In Mexico, NecesitoDec offers a web-based solution that works on both smartphones and personal computers.  In the US, Leon said the company is working on developing a customized solution that addresses the main concerns of the US immigrant community.

NecesitoDoc was nurtured in the UC Berkeley LAUNCH program, and Leon was awarded $5,000 from the Dean’s Startup Seed Fund.

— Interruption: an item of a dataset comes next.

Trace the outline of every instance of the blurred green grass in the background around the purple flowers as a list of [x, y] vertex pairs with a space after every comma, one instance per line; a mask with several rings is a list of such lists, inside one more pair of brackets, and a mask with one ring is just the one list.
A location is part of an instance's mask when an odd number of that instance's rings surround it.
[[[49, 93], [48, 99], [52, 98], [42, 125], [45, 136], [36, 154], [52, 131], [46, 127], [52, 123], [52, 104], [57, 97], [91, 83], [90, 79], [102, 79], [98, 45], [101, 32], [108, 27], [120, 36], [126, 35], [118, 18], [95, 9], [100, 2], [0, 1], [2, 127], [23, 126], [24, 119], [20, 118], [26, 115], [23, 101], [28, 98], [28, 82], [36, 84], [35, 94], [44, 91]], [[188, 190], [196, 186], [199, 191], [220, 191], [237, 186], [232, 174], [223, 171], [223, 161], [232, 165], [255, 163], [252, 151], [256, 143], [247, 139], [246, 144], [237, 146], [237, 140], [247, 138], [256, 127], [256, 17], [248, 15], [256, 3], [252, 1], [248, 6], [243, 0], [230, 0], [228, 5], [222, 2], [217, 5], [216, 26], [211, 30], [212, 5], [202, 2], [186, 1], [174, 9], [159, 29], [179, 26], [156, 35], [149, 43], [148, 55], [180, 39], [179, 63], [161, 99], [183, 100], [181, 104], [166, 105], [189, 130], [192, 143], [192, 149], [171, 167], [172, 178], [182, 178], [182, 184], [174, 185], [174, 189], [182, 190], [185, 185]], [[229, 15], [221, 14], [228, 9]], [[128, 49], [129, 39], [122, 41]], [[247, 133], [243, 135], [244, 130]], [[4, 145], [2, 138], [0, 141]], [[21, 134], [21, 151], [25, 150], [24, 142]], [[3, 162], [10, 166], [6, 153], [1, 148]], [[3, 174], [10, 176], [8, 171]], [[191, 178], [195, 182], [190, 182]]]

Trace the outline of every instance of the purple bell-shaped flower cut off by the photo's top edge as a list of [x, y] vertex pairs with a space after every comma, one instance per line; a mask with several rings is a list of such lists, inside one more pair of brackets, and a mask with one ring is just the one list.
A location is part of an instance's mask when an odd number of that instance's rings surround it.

He was also a Hansoo Lee fellow and received a $70,000 grant from the Mexican government, which helped launch the young company.

Startup LikeWallet's logoLikeWallet

Co-founders:
Alex Zekoff, MBA 17
Clay Anthony, MBA 17
Gagan Mac, EWMBA 17
Juan Ordonez, MS 17 (Engineering) 

Advertising is the lifeblood of the web, but as more and more people use ad blockers or simply tune out commercial messages, advertisers are looking for new ways to make their message heard. One tactic has been paid “influencers,” people who post or tweet rave reviews and friendly blogs touting a company’s products.

But how does an advertiser to know if its influencers are really influencing anyone? What’s the ROI?

Enter LikeWallet, a Haas startup developing an analytics tool to measure the performance and ROI of each post by an influencer. By tracking the performance of posts and tweets, the advertiser will be able to tell if that social media message resulted in a consumer making an online purchase, and how many “likes” and comments it garnered. The software will also analyze and report on the sentiments those comments reveal.

LikeWallet started life as Pinpoint, a service to provide tailored, peer-to-peer recommendations for travelers and tourists. But as the team went through the UC Berkeley Lean Launchpad class, conducting more than 150 interviews, it became clear the idea was a non-starter, says co-founder Alex Zekoff, MBA 17. “What we were offering simply wasn’t unique,” he says.

But the idea–that online recommendations from friends and people they respect motivates consumers to buy–stuck. That insight became even more clear when Zekoff’s brother created an Instagram account for his dog and was soon rewarded with more than 20,000 followers and offers from advertisers to use that account in advertising.

“Big companies hire stars, people with hundreds of thousands or even millions of followers to tweet and post for them. But influencers with much smaller followings—1,000 to 100,000—can make a difference as well, and those are the people that we as cofounders believe will have a greater impact for business,” Zekoff says.

The Dean’s Startup Seed Fund helped launch LikeWallet with a grant of $5,000 and free office space, but most of the funding is coming from the founders themselves.